主人公・薫を不倫相手の家から誘拐し育てる希和子役は、テレビの檀れいのほうが映画の永作博美よりよかったが、全体として映画は映画なりの迫力があった。
小豆島の風景などは映画のほうがやはり風景がロケの分きれいだし、希和子が薫を連れて駆け込む宗教施設エンジェルホームの衣装などの美術もよかった。
主役の井上真央も、NHKの『おひさま』の主役も現在好演しているが、『八日目の蝉』を見ると、NHKでの演技がNHKに指導されている、NHK向けの番人好みということがよくわかって、映画のほうが自然の演技だった。

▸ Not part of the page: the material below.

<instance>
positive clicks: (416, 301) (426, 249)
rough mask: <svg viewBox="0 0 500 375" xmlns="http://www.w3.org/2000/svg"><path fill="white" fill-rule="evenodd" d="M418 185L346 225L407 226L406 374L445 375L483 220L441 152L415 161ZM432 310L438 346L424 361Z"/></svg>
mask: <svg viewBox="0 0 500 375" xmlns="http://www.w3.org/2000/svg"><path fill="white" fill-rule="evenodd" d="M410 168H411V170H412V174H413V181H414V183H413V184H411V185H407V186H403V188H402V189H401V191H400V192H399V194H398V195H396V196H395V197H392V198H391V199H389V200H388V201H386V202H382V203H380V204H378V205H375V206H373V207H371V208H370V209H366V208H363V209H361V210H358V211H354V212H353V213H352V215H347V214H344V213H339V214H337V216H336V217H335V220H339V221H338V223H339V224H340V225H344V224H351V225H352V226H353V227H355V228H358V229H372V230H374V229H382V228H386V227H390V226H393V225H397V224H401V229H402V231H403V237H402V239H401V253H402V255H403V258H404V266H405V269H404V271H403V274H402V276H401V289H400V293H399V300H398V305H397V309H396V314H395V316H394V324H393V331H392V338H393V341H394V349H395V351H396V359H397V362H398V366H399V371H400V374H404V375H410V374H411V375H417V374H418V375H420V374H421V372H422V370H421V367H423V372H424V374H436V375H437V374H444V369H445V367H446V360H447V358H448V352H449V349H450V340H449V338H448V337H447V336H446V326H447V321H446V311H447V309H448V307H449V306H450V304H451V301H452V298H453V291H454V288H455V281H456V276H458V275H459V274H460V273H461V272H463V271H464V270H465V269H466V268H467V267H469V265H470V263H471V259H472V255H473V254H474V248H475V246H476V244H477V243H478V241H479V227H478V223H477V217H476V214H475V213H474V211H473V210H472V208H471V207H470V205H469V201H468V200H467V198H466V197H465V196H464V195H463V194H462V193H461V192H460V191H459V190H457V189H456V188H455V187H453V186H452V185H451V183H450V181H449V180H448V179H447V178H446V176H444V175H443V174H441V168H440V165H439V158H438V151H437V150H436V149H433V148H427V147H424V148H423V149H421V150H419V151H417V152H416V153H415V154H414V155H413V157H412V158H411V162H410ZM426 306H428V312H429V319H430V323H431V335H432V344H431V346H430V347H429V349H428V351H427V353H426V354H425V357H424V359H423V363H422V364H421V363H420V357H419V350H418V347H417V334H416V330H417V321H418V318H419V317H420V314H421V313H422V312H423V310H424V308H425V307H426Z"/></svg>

また小道具の映し方も巧みである。最初のシーンの希和子がひとめだけ不倫相手の妻が産んだ子供を見ようと留守家に入ったとき、テーブルの上にある、朝食を食べ終わったあとそのままの食器などが、いかにも生活感があり、不倫相手である自分とのかりそめの生活と、妻と過ごしている現実の生活を対比させている。
原作者の角田光代は本人の写真を見ても、どこにでもいそうな感じで、なにかの対談で読んだが執筆するのも09:00-17:00までとサラリーマンが働くような時間帯だったし、この作品をはじめ、登場人物も一見ありふれた人が多い。それなのに出来上がる作品には、底知れぬ凄味がある。